Our only taste of the top-level M340i xDrive were pre-production versions, limited to driving on the Algarve Curcuit in Portimao. The track is full of big elevation changes, blind corners, and devilish changes in camber, which meant the M340i would have its work cut out to look good. Pulling out of the pits, I immediately grin at the steady pull and butter-smoothness that BMW still bakes into every straight-six it builds. The M340i can do the 0-60 sprint in a claimed 4.3 seconds, making it just 0.3 seconds off the pace of the outgoing M3.
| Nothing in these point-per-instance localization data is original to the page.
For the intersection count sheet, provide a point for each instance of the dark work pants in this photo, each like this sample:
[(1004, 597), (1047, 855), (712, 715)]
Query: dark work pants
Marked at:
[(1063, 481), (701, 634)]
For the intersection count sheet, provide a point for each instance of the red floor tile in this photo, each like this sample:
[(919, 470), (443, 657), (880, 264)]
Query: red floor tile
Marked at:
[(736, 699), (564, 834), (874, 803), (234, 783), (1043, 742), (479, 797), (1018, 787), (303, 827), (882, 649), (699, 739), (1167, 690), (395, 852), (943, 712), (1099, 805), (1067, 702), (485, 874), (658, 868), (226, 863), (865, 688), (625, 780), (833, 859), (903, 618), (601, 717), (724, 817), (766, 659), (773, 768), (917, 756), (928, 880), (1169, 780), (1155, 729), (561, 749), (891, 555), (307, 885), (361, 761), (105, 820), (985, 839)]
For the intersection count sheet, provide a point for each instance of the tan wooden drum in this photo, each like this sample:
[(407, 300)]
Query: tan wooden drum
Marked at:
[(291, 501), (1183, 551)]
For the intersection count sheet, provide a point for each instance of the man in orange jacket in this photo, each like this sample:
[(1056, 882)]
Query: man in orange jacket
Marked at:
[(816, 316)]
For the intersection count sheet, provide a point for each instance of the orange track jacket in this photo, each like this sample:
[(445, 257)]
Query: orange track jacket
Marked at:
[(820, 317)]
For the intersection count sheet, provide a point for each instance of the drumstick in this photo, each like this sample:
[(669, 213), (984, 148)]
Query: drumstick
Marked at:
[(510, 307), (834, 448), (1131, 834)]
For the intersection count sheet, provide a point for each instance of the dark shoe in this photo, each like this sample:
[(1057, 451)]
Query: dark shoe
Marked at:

The prototype I’m driving is equipped with the M adaptive suspension, which handles Algarve’s ceaseless torrent of varying road surface with aplomb. Especially with the standard limited-slip differential and all-wheel drive, the M340i is extremely controllable and balanced even when pushed hard through tight corners, making it a truly approachable car that’s straightforward to warm up to. But there’s no getting around the fact that the car feels heavy, unlike the rear-drive 330i with its four-cylinder turbo. Of the two, the 330i was more engaging as a driver’s car, despite the M340i’s undeniably delicious straight-six. A small gift for North America is that we are the only market where BMW will sell a rear-drive M340i, which has the potentially to be the best car of the bunch.
Until we get the 2019 BMW 3 Series on public roads here in the U.S., and the opportunity to drive one without the stiffer sport suspension and variable sport steering, it’s hard to say if this Bimmer is once again the sport sedan benchmark. Alfa Romeo’s Giulia still exhibits the best ride-handling balance in the competitive set, although any serious luxury car customer would have to care a lot more about driving dynamics than interior amenities (or a reputation for quality) to justify one. For now, I’ll say there are ways to spec your 3 Series in a way that feels like the marque has its mojo back. When it goes on sale in March, starting at $41,195 including destination, we’ll see if the 3 Series writ large can do the nameplate proud.